Por essa altura, mais precisamente no ano 340, nasce Prisciliano, personagem quase desconhecido e que, sob a tónica da verdade e da liberdade, se entregou à defesa dos valores do cristianismo original, corrompidos pelo poder crescente da Igreja Católica. 
Foi executado em 385, a mando da própria Igreja, cada vez mais avessa àquelas ideias estapafúrdias e totalmente descabidas na nova linha de culto. Sobre Prisciliano, disse Agostinho da Silva: “Nada ou quase nada se conhecendo a seu respeito, posso imaginar para ele e lho atribuir tudo quanto a mim me apeteceria ser e proclamar. ” Pensando exatamente do mesmo modo, considero que os valores em causa se converteram na tónica perene dos territórios que serviram de palco à vida de Prisciliano e acompanharam a sua ânsia desmedida de liberdade: Gallaecia e Luxitania, ou Galiza e Portugal.

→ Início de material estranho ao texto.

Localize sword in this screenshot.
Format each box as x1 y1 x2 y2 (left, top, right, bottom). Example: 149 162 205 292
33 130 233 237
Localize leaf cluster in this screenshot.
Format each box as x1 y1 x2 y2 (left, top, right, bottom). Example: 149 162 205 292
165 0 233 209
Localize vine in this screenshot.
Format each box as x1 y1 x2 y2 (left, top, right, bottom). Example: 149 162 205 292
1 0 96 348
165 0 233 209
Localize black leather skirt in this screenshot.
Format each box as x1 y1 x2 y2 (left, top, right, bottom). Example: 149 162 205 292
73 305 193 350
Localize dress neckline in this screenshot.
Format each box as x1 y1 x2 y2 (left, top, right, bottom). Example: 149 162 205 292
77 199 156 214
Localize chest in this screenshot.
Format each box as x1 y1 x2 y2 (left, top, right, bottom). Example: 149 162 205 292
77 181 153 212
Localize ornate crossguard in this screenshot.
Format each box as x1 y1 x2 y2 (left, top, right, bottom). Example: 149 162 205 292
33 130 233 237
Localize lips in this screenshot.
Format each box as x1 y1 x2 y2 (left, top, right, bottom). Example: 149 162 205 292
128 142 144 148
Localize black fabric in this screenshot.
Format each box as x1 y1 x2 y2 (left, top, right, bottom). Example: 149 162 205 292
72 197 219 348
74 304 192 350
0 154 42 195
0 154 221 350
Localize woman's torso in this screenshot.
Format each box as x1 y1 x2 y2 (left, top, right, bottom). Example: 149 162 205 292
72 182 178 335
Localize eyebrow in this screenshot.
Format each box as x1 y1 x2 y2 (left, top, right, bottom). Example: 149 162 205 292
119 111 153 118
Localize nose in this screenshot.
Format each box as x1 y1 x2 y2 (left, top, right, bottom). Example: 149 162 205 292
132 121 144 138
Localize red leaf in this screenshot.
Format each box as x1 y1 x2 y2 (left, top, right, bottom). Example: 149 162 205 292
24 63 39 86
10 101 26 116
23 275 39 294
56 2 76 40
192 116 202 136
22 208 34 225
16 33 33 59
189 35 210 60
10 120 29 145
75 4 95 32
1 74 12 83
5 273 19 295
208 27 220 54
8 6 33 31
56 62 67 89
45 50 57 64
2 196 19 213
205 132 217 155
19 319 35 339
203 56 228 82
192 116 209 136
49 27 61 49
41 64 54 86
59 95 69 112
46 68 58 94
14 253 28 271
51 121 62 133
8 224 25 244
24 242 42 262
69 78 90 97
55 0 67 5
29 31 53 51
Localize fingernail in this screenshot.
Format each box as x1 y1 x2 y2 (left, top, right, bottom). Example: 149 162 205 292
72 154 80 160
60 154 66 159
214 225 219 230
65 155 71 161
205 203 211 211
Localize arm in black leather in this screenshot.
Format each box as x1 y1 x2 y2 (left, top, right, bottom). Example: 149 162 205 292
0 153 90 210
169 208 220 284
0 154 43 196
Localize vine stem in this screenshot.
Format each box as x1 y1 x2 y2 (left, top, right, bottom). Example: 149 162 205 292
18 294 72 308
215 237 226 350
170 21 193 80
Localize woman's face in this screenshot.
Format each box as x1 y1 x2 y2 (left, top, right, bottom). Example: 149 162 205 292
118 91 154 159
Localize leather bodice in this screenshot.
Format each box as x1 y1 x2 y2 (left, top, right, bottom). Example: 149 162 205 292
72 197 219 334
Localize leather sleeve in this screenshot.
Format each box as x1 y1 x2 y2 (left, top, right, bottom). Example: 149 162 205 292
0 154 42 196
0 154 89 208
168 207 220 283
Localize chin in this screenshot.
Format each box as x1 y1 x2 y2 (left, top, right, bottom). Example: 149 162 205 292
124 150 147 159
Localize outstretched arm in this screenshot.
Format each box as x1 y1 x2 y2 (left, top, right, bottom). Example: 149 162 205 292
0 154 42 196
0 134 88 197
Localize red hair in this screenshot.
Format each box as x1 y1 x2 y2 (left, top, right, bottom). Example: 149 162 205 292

Pouco depois da sua morte, em 409, chegaram os Suevos à província romana da Gallaecia e aí se estabeleceram definitivamente. Faziam parte de uma série de povos germânicos que deambulavam pelo império e que foram bem recebidos pelas populações locais.

No ano seguinte, o rei suevo Hermerico consegue fazer reconhecer o Reino Galego, assinando um pacto com o imperador romano Honório, no qual aceitava, ainda que teoricamente, uma vinculação a Roma. Estava constituído o primeiro reino medieval da Europa, compreendendo os territórios que são, atualmente, a Galiza, Astúrias, Leão e todo o norte de Portugal, até ao rio Douro. A capital era Braga que, nos dias de hoje, ainda é a capital da província portuguesa do Minho.

A autoridade romana enfraquecia paulatinamente, chegando mesmo a desaparecer em grande parte da Península e o sucessor de Hermerico, de seu nome Requila, estendeu o reino galego dos suevos pela província da Lusitânia, chegando até onde, hoje, se encontra Lisboa. As novas fronteiras mantiveram-se estáveis, embora sob diferentes domínios, até ao século VII, permitindo uma fusão dos galaicos, que eram cristãos, com os suevos, convertidos ao cristianismo em 449 pelo rei seguinte, Requiário, misturando-se, então, com os lusitanos e mesmo com os romanos que ali seguiam. Foi desse caldeiro de culturas que nasceu o espirito da nação galega, sobrepondo-se a qualquer diferença étnica, às flutuações das políticas e às vicissitudes das guerras travadas depois com os visigodos, aliados do imperador de Roma.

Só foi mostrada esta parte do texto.